The legal question here is straightforward: does Rugby Australia have the right to terminate Folau’s contract as its employee, for breach of its social media policy? It may be old-fashioned of me to say so, and this is absent from most of the hot takes, but there does remain a fundamental truth to employment relationships: employers pay employees to work for them. Employment can be intrinsic to human dignity, but it is not a human right. Employers carry no legal or moral obligation to provide employment to anyone.
Of course, employees have rights; employers are constrained by rafts of laws which protect employees from exploitation and unfairness. If Folau’s contract with Rugby Australia said nothing relevant to his private social media usage, then he could not validly be disciplined under it for his posts. He has the full protection of contract law, anti-discrimination law and plenty of other laws.
Still, the contractual bargain has a role to play. An employer acting in good faith has the right to impose its organisational values on its employees; they can make and enforce reasonable rules in relation to behaviour which promotes or degrades those values. In Folau’s case, there’s no question of ignorance or inadvertence. He did the same thing a year ago and was given a second chance with the promise that he’d lay off the anti-gay posts.

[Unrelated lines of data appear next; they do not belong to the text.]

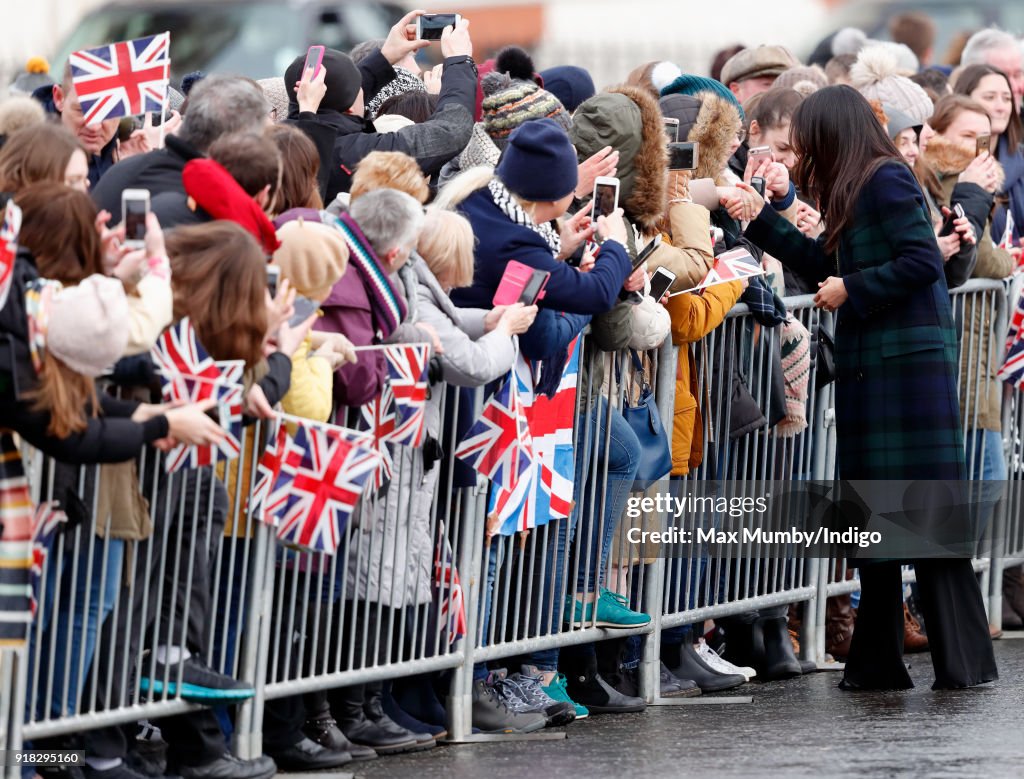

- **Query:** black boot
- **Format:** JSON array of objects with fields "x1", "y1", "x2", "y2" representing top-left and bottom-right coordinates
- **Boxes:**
[
  {"x1": 662, "y1": 639, "x2": 746, "y2": 693},
  {"x1": 562, "y1": 654, "x2": 647, "y2": 715},
  {"x1": 331, "y1": 685, "x2": 417, "y2": 754},
  {"x1": 754, "y1": 616, "x2": 803, "y2": 682}
]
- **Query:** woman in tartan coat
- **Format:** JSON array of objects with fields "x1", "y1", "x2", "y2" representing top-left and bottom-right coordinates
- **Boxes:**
[{"x1": 733, "y1": 86, "x2": 997, "y2": 690}]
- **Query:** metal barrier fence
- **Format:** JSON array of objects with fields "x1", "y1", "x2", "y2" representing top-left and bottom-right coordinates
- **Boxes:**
[{"x1": 6, "y1": 282, "x2": 1024, "y2": 765}]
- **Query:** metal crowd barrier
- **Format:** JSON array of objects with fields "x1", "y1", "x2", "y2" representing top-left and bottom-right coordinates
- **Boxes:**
[{"x1": 6, "y1": 280, "x2": 1024, "y2": 765}]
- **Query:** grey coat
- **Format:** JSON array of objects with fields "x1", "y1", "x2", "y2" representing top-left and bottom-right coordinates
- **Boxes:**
[{"x1": 346, "y1": 259, "x2": 515, "y2": 608}]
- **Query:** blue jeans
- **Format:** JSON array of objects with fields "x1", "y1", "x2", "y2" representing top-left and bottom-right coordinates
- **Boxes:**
[{"x1": 531, "y1": 397, "x2": 640, "y2": 670}]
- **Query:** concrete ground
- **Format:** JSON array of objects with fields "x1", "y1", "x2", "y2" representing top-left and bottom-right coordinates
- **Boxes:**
[{"x1": 304, "y1": 634, "x2": 1024, "y2": 779}]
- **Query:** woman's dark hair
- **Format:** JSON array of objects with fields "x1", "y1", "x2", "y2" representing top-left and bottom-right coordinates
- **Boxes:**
[
  {"x1": 953, "y1": 64, "x2": 1024, "y2": 154},
  {"x1": 377, "y1": 92, "x2": 438, "y2": 124},
  {"x1": 791, "y1": 85, "x2": 906, "y2": 253},
  {"x1": 14, "y1": 182, "x2": 105, "y2": 286}
]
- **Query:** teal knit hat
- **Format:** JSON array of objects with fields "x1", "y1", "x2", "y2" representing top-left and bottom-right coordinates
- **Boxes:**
[{"x1": 662, "y1": 73, "x2": 745, "y2": 119}]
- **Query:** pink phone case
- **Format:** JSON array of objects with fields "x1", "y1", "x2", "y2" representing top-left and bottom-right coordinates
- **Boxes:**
[{"x1": 492, "y1": 260, "x2": 548, "y2": 306}]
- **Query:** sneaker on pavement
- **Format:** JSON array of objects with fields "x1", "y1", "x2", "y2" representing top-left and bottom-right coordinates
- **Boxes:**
[
  {"x1": 508, "y1": 665, "x2": 575, "y2": 728},
  {"x1": 696, "y1": 638, "x2": 758, "y2": 682},
  {"x1": 139, "y1": 655, "x2": 256, "y2": 703},
  {"x1": 540, "y1": 665, "x2": 590, "y2": 721},
  {"x1": 473, "y1": 674, "x2": 548, "y2": 733},
  {"x1": 565, "y1": 588, "x2": 650, "y2": 627}
]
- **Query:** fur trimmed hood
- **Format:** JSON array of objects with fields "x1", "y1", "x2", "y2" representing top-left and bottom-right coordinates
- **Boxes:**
[
  {"x1": 923, "y1": 135, "x2": 1006, "y2": 192},
  {"x1": 570, "y1": 85, "x2": 669, "y2": 234}
]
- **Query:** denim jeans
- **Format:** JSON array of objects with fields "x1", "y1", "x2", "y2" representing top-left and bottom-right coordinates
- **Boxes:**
[{"x1": 531, "y1": 397, "x2": 640, "y2": 670}]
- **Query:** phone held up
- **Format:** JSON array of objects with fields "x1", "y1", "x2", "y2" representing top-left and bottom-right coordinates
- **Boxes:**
[
  {"x1": 416, "y1": 13, "x2": 462, "y2": 41},
  {"x1": 121, "y1": 189, "x2": 150, "y2": 249}
]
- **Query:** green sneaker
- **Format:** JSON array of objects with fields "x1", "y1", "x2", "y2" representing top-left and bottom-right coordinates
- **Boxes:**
[
  {"x1": 565, "y1": 588, "x2": 650, "y2": 627},
  {"x1": 543, "y1": 674, "x2": 590, "y2": 720}
]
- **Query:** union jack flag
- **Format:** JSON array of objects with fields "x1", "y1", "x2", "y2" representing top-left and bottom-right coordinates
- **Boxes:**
[
  {"x1": 32, "y1": 501, "x2": 68, "y2": 614},
  {"x1": 673, "y1": 249, "x2": 765, "y2": 296},
  {"x1": 489, "y1": 338, "x2": 581, "y2": 535},
  {"x1": 0, "y1": 200, "x2": 22, "y2": 308},
  {"x1": 384, "y1": 344, "x2": 430, "y2": 446},
  {"x1": 455, "y1": 373, "x2": 534, "y2": 491},
  {"x1": 268, "y1": 422, "x2": 380, "y2": 555},
  {"x1": 434, "y1": 522, "x2": 466, "y2": 646},
  {"x1": 69, "y1": 33, "x2": 171, "y2": 125},
  {"x1": 996, "y1": 286, "x2": 1024, "y2": 389},
  {"x1": 360, "y1": 384, "x2": 395, "y2": 489}
]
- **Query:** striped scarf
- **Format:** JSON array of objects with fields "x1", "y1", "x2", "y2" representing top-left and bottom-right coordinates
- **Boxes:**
[{"x1": 337, "y1": 214, "x2": 406, "y2": 339}]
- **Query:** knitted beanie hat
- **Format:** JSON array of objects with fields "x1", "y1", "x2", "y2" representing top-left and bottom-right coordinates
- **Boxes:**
[
  {"x1": 272, "y1": 218, "x2": 348, "y2": 301},
  {"x1": 46, "y1": 273, "x2": 128, "y2": 378},
  {"x1": 850, "y1": 45, "x2": 935, "y2": 124},
  {"x1": 775, "y1": 315, "x2": 811, "y2": 438},
  {"x1": 482, "y1": 81, "x2": 572, "y2": 148}
]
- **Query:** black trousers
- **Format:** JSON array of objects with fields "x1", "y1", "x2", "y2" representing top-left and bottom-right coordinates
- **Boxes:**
[
  {"x1": 844, "y1": 559, "x2": 998, "y2": 690},
  {"x1": 85, "y1": 458, "x2": 227, "y2": 766}
]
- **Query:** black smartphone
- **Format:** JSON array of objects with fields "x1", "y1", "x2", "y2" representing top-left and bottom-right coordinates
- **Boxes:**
[
  {"x1": 650, "y1": 268, "x2": 676, "y2": 300},
  {"x1": 939, "y1": 203, "x2": 964, "y2": 239},
  {"x1": 288, "y1": 296, "x2": 319, "y2": 328}
]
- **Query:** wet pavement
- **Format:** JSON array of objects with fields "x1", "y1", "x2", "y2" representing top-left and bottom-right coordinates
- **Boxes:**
[{"x1": 334, "y1": 634, "x2": 1024, "y2": 779}]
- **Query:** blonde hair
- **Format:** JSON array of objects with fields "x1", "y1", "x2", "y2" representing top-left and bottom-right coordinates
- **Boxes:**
[
  {"x1": 416, "y1": 207, "x2": 475, "y2": 288},
  {"x1": 349, "y1": 152, "x2": 430, "y2": 205}
]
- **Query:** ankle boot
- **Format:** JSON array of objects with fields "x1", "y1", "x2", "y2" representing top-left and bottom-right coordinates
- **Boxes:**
[
  {"x1": 331, "y1": 685, "x2": 417, "y2": 754},
  {"x1": 825, "y1": 595, "x2": 854, "y2": 660},
  {"x1": 903, "y1": 602, "x2": 928, "y2": 654},
  {"x1": 562, "y1": 655, "x2": 647, "y2": 715},
  {"x1": 666, "y1": 638, "x2": 746, "y2": 693},
  {"x1": 754, "y1": 616, "x2": 803, "y2": 681}
]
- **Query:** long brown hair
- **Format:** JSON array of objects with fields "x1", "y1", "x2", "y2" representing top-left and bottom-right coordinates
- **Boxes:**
[
  {"x1": 266, "y1": 124, "x2": 324, "y2": 214},
  {"x1": 0, "y1": 123, "x2": 84, "y2": 193},
  {"x1": 950, "y1": 64, "x2": 1024, "y2": 154},
  {"x1": 28, "y1": 352, "x2": 99, "y2": 438},
  {"x1": 791, "y1": 85, "x2": 906, "y2": 253},
  {"x1": 167, "y1": 221, "x2": 267, "y2": 370},
  {"x1": 14, "y1": 183, "x2": 106, "y2": 285}
]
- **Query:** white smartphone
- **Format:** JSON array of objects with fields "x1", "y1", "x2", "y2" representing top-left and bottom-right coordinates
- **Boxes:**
[
  {"x1": 590, "y1": 176, "x2": 618, "y2": 223},
  {"x1": 416, "y1": 13, "x2": 462, "y2": 41},
  {"x1": 121, "y1": 189, "x2": 150, "y2": 249}
]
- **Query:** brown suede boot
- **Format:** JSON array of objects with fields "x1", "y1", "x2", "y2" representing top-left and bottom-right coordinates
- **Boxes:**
[{"x1": 903, "y1": 601, "x2": 928, "y2": 654}]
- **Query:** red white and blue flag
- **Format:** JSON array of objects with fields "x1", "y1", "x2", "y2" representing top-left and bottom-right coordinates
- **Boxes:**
[
  {"x1": 0, "y1": 200, "x2": 22, "y2": 308},
  {"x1": 266, "y1": 422, "x2": 380, "y2": 555},
  {"x1": 384, "y1": 344, "x2": 430, "y2": 446},
  {"x1": 488, "y1": 338, "x2": 581, "y2": 535},
  {"x1": 434, "y1": 522, "x2": 466, "y2": 645},
  {"x1": 69, "y1": 33, "x2": 171, "y2": 125},
  {"x1": 455, "y1": 373, "x2": 534, "y2": 491}
]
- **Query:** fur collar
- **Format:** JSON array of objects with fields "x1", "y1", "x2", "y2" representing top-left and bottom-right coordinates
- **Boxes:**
[
  {"x1": 686, "y1": 92, "x2": 740, "y2": 183},
  {"x1": 607, "y1": 84, "x2": 669, "y2": 234},
  {"x1": 924, "y1": 135, "x2": 1006, "y2": 191}
]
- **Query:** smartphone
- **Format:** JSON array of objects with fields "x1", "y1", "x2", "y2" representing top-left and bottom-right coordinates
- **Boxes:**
[
  {"x1": 630, "y1": 233, "x2": 662, "y2": 275},
  {"x1": 121, "y1": 189, "x2": 150, "y2": 249},
  {"x1": 665, "y1": 117, "x2": 679, "y2": 143},
  {"x1": 266, "y1": 265, "x2": 281, "y2": 299},
  {"x1": 939, "y1": 203, "x2": 964, "y2": 237},
  {"x1": 746, "y1": 146, "x2": 775, "y2": 170},
  {"x1": 669, "y1": 141, "x2": 700, "y2": 170},
  {"x1": 650, "y1": 268, "x2": 676, "y2": 300},
  {"x1": 416, "y1": 13, "x2": 462, "y2": 41},
  {"x1": 492, "y1": 260, "x2": 551, "y2": 306},
  {"x1": 302, "y1": 46, "x2": 324, "y2": 79},
  {"x1": 288, "y1": 295, "x2": 319, "y2": 328},
  {"x1": 590, "y1": 176, "x2": 618, "y2": 223}
]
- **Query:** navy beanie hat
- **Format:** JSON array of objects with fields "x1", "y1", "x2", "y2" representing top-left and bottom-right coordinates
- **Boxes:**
[
  {"x1": 495, "y1": 119, "x2": 579, "y2": 203},
  {"x1": 541, "y1": 64, "x2": 597, "y2": 114}
]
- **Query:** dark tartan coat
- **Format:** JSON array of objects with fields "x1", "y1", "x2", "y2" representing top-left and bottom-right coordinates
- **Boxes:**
[{"x1": 745, "y1": 162, "x2": 966, "y2": 479}]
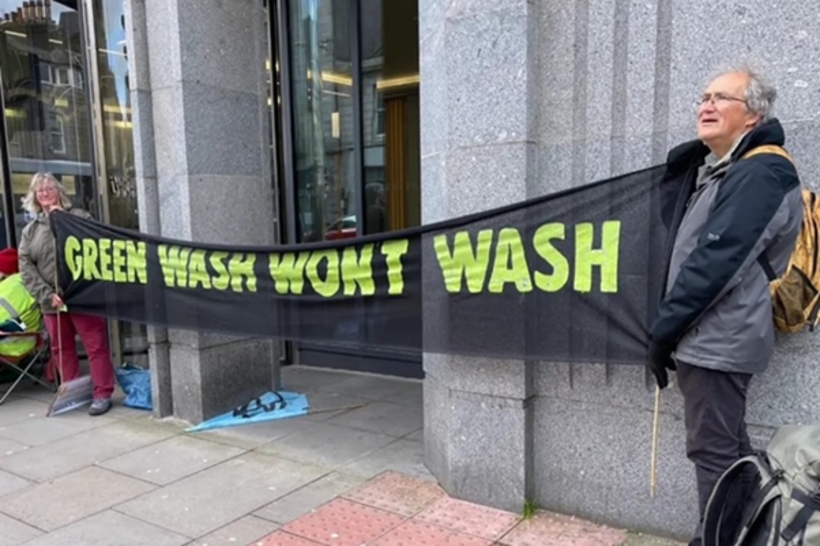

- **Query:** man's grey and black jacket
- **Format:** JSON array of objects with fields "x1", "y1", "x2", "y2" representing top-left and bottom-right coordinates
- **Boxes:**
[{"x1": 649, "y1": 120, "x2": 803, "y2": 388}]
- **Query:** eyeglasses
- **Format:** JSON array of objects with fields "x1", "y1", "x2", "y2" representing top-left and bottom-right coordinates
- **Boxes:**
[{"x1": 695, "y1": 93, "x2": 746, "y2": 108}]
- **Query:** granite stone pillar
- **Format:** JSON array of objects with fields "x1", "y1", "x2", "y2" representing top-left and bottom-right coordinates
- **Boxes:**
[
  {"x1": 419, "y1": 0, "x2": 820, "y2": 540},
  {"x1": 419, "y1": 0, "x2": 538, "y2": 512},
  {"x1": 129, "y1": 0, "x2": 277, "y2": 423}
]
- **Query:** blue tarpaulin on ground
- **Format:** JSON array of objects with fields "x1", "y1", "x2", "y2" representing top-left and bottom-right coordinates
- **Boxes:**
[{"x1": 187, "y1": 391, "x2": 310, "y2": 432}]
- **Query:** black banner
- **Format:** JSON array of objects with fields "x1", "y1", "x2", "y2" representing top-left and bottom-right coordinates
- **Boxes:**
[{"x1": 52, "y1": 166, "x2": 679, "y2": 363}]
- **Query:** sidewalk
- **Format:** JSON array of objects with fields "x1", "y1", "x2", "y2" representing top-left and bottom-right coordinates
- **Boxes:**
[{"x1": 0, "y1": 368, "x2": 684, "y2": 546}]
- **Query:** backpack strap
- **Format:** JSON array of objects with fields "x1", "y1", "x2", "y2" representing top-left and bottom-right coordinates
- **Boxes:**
[
  {"x1": 741, "y1": 144, "x2": 794, "y2": 282},
  {"x1": 703, "y1": 454, "x2": 780, "y2": 546},
  {"x1": 741, "y1": 144, "x2": 794, "y2": 163},
  {"x1": 780, "y1": 488, "x2": 820, "y2": 542}
]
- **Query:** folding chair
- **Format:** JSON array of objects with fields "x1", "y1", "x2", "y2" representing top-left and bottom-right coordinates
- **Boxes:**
[{"x1": 0, "y1": 329, "x2": 57, "y2": 405}]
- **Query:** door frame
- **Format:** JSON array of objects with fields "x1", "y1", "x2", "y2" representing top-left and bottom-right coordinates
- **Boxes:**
[{"x1": 268, "y1": 0, "x2": 424, "y2": 378}]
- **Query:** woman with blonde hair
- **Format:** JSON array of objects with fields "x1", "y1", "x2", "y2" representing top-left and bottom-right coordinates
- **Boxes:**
[{"x1": 20, "y1": 172, "x2": 115, "y2": 415}]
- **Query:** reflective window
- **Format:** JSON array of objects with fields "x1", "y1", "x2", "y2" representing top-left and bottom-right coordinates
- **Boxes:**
[
  {"x1": 360, "y1": 0, "x2": 421, "y2": 233},
  {"x1": 0, "y1": 0, "x2": 98, "y2": 241},
  {"x1": 289, "y1": 0, "x2": 358, "y2": 242},
  {"x1": 93, "y1": 0, "x2": 148, "y2": 360}
]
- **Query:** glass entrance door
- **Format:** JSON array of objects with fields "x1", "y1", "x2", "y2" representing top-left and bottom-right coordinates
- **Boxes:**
[{"x1": 275, "y1": 0, "x2": 423, "y2": 377}]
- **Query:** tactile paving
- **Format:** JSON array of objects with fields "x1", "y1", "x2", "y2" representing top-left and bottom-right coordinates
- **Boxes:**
[
  {"x1": 416, "y1": 497, "x2": 521, "y2": 540},
  {"x1": 253, "y1": 531, "x2": 320, "y2": 546},
  {"x1": 282, "y1": 499, "x2": 404, "y2": 546},
  {"x1": 343, "y1": 472, "x2": 445, "y2": 517},
  {"x1": 500, "y1": 512, "x2": 627, "y2": 546},
  {"x1": 373, "y1": 520, "x2": 491, "y2": 546}
]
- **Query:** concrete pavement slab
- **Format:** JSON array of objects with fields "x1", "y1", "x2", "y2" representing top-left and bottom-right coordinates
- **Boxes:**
[
  {"x1": 254, "y1": 472, "x2": 364, "y2": 524},
  {"x1": 0, "y1": 514, "x2": 43, "y2": 546},
  {"x1": 340, "y1": 440, "x2": 433, "y2": 479},
  {"x1": 26, "y1": 510, "x2": 191, "y2": 546},
  {"x1": 319, "y1": 375, "x2": 417, "y2": 400},
  {"x1": 258, "y1": 423, "x2": 395, "y2": 470},
  {"x1": 0, "y1": 437, "x2": 29, "y2": 457},
  {"x1": 498, "y1": 512, "x2": 627, "y2": 546},
  {"x1": 327, "y1": 401, "x2": 424, "y2": 438},
  {"x1": 0, "y1": 467, "x2": 154, "y2": 531},
  {"x1": 117, "y1": 452, "x2": 325, "y2": 537},
  {"x1": 384, "y1": 383, "x2": 424, "y2": 413},
  {"x1": 189, "y1": 516, "x2": 279, "y2": 546},
  {"x1": 282, "y1": 366, "x2": 350, "y2": 392},
  {"x1": 0, "y1": 417, "x2": 179, "y2": 482},
  {"x1": 0, "y1": 398, "x2": 48, "y2": 432},
  {"x1": 304, "y1": 390, "x2": 372, "y2": 421},
  {"x1": 190, "y1": 417, "x2": 313, "y2": 449},
  {"x1": 99, "y1": 435, "x2": 245, "y2": 485},
  {"x1": 0, "y1": 410, "x2": 116, "y2": 446},
  {"x1": 621, "y1": 533, "x2": 686, "y2": 546},
  {"x1": 0, "y1": 470, "x2": 32, "y2": 497}
]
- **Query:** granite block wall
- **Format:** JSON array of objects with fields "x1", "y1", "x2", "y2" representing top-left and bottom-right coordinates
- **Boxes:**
[
  {"x1": 419, "y1": 0, "x2": 820, "y2": 539},
  {"x1": 127, "y1": 0, "x2": 278, "y2": 423}
]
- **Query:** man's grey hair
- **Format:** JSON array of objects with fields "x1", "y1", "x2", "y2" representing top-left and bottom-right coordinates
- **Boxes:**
[{"x1": 723, "y1": 66, "x2": 777, "y2": 122}]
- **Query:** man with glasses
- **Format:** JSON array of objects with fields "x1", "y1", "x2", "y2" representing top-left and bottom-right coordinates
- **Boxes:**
[{"x1": 647, "y1": 69, "x2": 803, "y2": 545}]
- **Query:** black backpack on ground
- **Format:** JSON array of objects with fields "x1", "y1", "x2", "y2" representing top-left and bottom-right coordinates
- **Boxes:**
[{"x1": 703, "y1": 424, "x2": 820, "y2": 546}]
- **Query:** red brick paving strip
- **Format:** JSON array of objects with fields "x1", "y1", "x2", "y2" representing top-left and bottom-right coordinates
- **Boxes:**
[
  {"x1": 415, "y1": 497, "x2": 521, "y2": 541},
  {"x1": 373, "y1": 520, "x2": 492, "y2": 546},
  {"x1": 282, "y1": 499, "x2": 404, "y2": 546},
  {"x1": 249, "y1": 472, "x2": 627, "y2": 546},
  {"x1": 256, "y1": 531, "x2": 320, "y2": 546},
  {"x1": 342, "y1": 472, "x2": 445, "y2": 517}
]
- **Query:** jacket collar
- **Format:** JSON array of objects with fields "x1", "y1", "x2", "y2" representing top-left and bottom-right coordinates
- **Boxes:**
[{"x1": 731, "y1": 118, "x2": 786, "y2": 163}]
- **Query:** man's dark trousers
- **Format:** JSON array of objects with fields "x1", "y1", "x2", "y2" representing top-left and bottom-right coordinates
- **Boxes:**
[{"x1": 677, "y1": 362, "x2": 752, "y2": 545}]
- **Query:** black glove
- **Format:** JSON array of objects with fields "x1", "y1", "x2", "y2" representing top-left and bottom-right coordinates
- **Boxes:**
[{"x1": 646, "y1": 340, "x2": 676, "y2": 389}]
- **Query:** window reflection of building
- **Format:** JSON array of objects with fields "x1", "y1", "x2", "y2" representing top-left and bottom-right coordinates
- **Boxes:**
[
  {"x1": 0, "y1": 0, "x2": 97, "y2": 237},
  {"x1": 289, "y1": 0, "x2": 421, "y2": 241}
]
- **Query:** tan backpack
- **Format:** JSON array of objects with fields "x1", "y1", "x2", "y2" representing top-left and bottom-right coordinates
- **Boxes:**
[{"x1": 743, "y1": 145, "x2": 820, "y2": 333}]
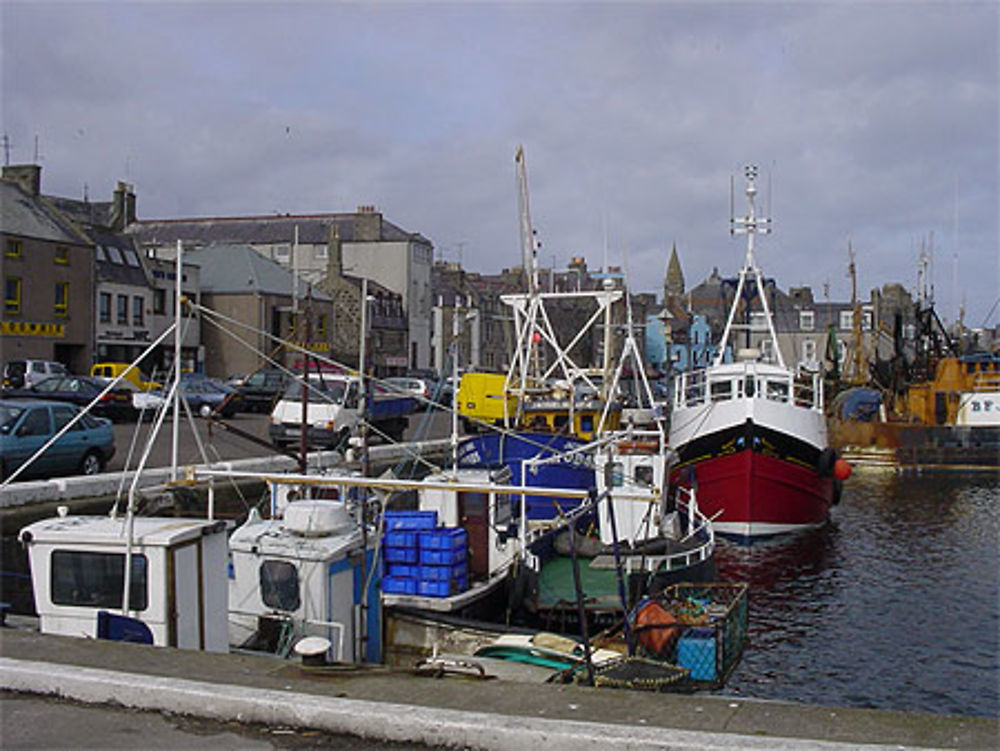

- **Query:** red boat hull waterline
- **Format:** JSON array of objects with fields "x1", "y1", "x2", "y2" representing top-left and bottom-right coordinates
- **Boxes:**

Another thing this is not about: the quasi-religious status of sport in Australia. Yes, Rugby Australia occupies the peak position in a major football code; it speaks for rugby and it influences social norms. If that makes it a religion, so be it. Either way, it has no greater or lesser a right than any other body of influence to regulate the messages it chooses to transmit.
It would pass without comment if a religious school sacked a teacher who had been publicly proclaiming that God doesn’t exist. That’s not to equate rugby with faith; rather, it shows how far employers (religious bodies and secular organisations) may go to enforce uniformity of public expression by its employees.
There are legitimate arguments to be had about what an employer should be able to control. The High Court is currently hearing a case regarding the Commonwealth’s ability to prevent public servants from criticising government policy on social media. The Jack de Belin case is exploring a different aspect of the same thing: whether the NRL can protect its public image at the cost of its players’ individual rights (in de Belin’s case, the presumption of innocence). Businesses are increasingly seeking to assert control over their employees’ public presence, prioritising commercial interests over free speech. There has to be a limit to that.
If you accept that these broader questions don’t have clear answers, Folau’s case is not so difficult. Rugby Australia is a public-facing institution; its players are, as they know and accept, its prize assets and promoted as role models. The game promulgates specific values, which include the core value of diversity and acceptance.
Folau openly flouted that core value. His action cannot be reconciled with what Rugby Australia stands for. If he were allowed to remain — if they kept paying him to wear their stripe — then the whole thing would be a joke.
Opinions widely differ as to whether Israel Folau should be allowed to express his religious beliefs without risk to his employment, or whether that should be governed only by his performances on the field. I’d say no, but only one opinion actually matters: that of Folau’s employer. Rugby Australia has said that this behaviour it cannot accept. It has every right to do so.